Asked if Modi's proposed visit to Pakistan next year would yield results, he said, "I don't know. It may get us some results if we know what we are going for; we have to understand what's happening in Pakistan; we have to understand the role of Army in Pakistan and (we have to) go with a practical view... not expecting something dramatic to happen."
"Mr. Modi has a tendency to look for drama. I don't think this can be resolved through drama. This has to be carefully, slowly and studiously built upon."
The Congress is in favour of resumption of dialogue with Modi, he sarcastically said when queried if his party in favour of resumption of dialogue with Islamabad.

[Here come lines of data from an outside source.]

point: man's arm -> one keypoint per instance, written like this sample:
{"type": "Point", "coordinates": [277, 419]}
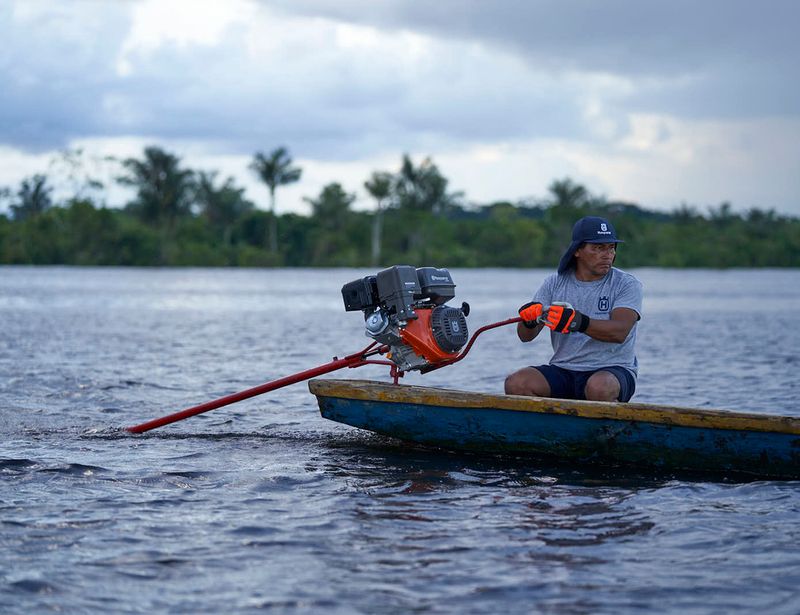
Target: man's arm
{"type": "Point", "coordinates": [615, 330]}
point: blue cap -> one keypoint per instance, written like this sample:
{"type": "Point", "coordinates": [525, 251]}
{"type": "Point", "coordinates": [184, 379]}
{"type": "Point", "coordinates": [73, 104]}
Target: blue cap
{"type": "Point", "coordinates": [590, 229]}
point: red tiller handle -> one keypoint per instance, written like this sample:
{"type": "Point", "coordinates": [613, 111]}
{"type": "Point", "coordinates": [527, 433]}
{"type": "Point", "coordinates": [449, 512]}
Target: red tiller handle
{"type": "Point", "coordinates": [354, 360]}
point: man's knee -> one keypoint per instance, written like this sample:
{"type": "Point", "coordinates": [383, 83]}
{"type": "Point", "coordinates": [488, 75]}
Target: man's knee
{"type": "Point", "coordinates": [602, 386]}
{"type": "Point", "coordinates": [527, 381]}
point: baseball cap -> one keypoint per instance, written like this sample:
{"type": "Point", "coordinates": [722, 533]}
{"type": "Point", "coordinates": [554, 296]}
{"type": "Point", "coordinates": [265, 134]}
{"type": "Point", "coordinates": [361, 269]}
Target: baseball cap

"He (Modi) does not talk to us. We don't know what he is going to talk to Pakistan unless he talks to us," said Khurshid, adding, during his time as Prime Minister, Manmohan Singh used to call all leaders and explain to them what he had done and what he wanted to do (vis-a-vis relations with Pakistan)."Mr. Modi does not do that. So, we can't judge Mr. Modi's efforts unless Mr. Modi shares either with the people of the country or with leaders of Opposition in some manner as to what his intentions are and what he wants to do."
On joint statement after Modi's meeting with his Pakistani counterpart Nawaz Sharif in Ufa in Russia, containing no reference to Jammu and Kashmir, he said, "It's neither here, nor there. On one way, you can say that it might be advantageous (to India) that they (Pakistan) have stopped talking about Jammu and Kashmir."
"On the other way, it may be disadvantageous that they may say we are ready to talk about everything; so, we will talk about Jammu and Kashmir also."